平成27年8月26日
義兄とのコミュニケーションはもっぱら雰囲気だった。
コーマワークといってもいいかもしれなかった。
でも、一対一で対話する機会はないままだった。お看取りの数週間前までは。
親戚から聞いた彼について。
小学校にあがるぐらいからか、転ぶような感じが続いて、バランスがとれなくなり、歩くのが難しくなっていった。
原因はわからない、病名もはっきりしない、ただ自立して歩いたり明確に話すことができなくなっていった。
企業戦士だった父は日本中、時には海外まで飛んで日本経済高度成長に貢献した年代の人だった。
ゆえに看護師だった母が彼を全力で育てた。

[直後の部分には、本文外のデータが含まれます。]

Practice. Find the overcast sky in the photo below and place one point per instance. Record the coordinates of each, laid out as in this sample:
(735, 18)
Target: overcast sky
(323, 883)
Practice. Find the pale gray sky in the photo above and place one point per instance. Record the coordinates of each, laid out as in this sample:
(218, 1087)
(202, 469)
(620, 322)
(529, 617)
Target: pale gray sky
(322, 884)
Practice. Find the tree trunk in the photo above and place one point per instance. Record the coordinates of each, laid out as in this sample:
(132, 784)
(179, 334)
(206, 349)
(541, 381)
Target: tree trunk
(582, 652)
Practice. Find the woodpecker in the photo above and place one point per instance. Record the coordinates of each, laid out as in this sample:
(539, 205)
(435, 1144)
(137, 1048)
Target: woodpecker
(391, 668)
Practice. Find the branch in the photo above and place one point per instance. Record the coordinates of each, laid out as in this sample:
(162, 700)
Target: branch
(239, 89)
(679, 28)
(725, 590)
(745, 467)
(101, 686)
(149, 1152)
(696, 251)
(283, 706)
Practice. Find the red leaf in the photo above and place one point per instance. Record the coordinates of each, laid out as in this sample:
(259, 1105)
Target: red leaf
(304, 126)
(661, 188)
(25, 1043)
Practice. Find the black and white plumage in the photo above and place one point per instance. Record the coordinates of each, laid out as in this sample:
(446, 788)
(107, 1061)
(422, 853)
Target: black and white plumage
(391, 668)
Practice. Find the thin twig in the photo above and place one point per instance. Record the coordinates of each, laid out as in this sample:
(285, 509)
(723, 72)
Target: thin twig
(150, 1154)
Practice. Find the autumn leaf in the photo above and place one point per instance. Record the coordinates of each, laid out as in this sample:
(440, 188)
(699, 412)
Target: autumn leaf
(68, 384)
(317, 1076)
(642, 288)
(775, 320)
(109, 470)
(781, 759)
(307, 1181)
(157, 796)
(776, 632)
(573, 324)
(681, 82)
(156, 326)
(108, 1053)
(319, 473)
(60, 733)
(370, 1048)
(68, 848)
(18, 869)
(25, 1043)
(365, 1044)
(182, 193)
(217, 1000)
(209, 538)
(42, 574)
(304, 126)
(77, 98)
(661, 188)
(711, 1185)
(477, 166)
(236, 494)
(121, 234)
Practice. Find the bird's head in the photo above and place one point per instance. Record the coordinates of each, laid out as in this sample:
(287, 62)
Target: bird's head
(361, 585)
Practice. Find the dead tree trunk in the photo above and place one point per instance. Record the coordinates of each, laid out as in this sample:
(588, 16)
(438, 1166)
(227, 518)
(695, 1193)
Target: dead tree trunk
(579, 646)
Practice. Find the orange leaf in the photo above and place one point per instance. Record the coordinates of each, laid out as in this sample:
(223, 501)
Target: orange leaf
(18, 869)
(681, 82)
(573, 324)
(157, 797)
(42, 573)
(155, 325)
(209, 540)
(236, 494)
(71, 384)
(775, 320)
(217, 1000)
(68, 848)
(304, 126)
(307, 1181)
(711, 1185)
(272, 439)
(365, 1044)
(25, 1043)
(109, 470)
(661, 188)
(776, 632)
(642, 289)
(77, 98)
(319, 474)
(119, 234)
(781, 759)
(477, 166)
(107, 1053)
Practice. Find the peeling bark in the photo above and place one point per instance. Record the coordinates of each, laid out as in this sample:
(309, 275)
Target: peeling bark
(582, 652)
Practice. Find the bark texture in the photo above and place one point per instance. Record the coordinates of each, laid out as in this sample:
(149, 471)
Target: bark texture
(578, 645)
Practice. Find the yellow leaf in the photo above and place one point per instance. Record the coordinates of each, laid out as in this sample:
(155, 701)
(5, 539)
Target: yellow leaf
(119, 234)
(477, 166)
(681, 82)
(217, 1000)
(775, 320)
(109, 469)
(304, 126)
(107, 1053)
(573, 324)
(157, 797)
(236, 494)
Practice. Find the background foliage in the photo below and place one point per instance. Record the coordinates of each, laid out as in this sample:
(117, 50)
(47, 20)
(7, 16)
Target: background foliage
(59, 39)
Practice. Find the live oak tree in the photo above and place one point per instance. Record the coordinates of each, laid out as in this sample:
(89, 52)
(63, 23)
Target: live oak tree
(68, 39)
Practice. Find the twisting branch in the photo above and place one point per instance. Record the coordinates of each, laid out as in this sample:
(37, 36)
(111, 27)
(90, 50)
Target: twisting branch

可能な限り自宅から学校へ通った。
彼の世界がベッドの上で生活を終結するようになるまで時間はそうかからなかった。
叔母さんからうながされて彼の食事を胃瘻から注入したことが一度ある。
不思議な気持ちだった。
母が亡くなり、遺言の「私が死んだら施設へ預けて」には従わず
父が高齢で自宅介護ができなくなるまで家で過ごした。
父は毎日お見舞いにいった。
さみしい思いをしないように、ね、と。
父が亡くなり、父の恋人が父に代わりお見舞いや洗濯のため面会に来るようになっていた。
そんな春先から、原因不明の発熱を繰り返すようになった。
夫が面会にいくと少し回復する、というペースで原因がわからないまま抗生剤の点滴を使ったりしていた。
夫と交代で面会に行った。
ゆっくり手足を伸ばしたり、気になるところを拭いたり、オイルマッサージをしたり、お邪魔にならないようにできることをやっていた。

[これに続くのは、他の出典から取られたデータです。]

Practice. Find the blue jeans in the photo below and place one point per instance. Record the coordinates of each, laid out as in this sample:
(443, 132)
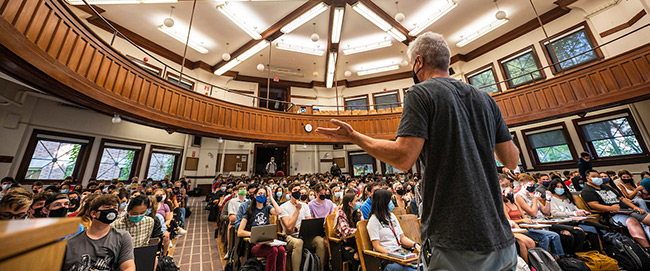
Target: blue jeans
(546, 238)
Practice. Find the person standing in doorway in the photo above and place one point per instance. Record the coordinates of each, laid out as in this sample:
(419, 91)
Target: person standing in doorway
(271, 167)
(456, 130)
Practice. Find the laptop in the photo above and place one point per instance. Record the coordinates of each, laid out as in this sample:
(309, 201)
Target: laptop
(311, 228)
(263, 233)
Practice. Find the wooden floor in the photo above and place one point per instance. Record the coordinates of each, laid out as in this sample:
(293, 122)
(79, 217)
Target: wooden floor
(198, 251)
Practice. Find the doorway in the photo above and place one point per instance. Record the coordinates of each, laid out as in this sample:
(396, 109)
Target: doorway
(263, 154)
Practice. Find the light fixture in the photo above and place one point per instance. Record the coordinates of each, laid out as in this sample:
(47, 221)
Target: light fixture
(378, 70)
(337, 24)
(169, 21)
(118, 2)
(183, 38)
(116, 119)
(479, 33)
(378, 21)
(330, 69)
(239, 59)
(299, 49)
(223, 8)
(446, 8)
(305, 17)
(368, 47)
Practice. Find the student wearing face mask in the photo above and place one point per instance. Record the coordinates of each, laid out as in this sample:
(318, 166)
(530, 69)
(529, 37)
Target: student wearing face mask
(100, 247)
(135, 222)
(603, 198)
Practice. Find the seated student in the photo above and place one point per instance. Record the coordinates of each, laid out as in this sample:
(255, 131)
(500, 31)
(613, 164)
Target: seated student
(135, 222)
(257, 214)
(293, 212)
(630, 190)
(602, 198)
(345, 224)
(15, 204)
(321, 206)
(100, 247)
(384, 229)
(548, 240)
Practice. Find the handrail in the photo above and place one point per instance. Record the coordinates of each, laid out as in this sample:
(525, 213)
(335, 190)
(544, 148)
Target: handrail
(290, 105)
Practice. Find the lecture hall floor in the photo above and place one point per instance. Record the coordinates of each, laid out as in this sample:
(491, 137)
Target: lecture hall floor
(198, 251)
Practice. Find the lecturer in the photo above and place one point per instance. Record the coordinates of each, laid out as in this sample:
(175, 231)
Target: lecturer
(456, 130)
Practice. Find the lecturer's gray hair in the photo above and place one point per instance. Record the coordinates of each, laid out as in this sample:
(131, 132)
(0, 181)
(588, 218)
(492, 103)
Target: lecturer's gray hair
(433, 49)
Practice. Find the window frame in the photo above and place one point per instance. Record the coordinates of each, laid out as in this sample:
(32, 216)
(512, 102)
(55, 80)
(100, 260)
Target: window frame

意識が行ったり来たりしている感じはあってもお話は聞いてらっしゃるなあ、と雰囲気でなんとなく。
もう逝くことを考えているんですね
さみしい思いもあったり、でもけしてこちらに強要しない
引き取って見られないことへの罪悪感など全く感じさせない
お義兄さんの、一番いいタイミングで、決めてくださいね。
その声かけが最後で、お答えが命日だった。私たちの入籍日だった。
55歳。
どんな毎日を、どんな風に感じて、ここで終いにされたのだろう。
計画されてきたこと、まっとうなさったんでしょうね。
穏やかな時間を最後にくださってありがとうございました。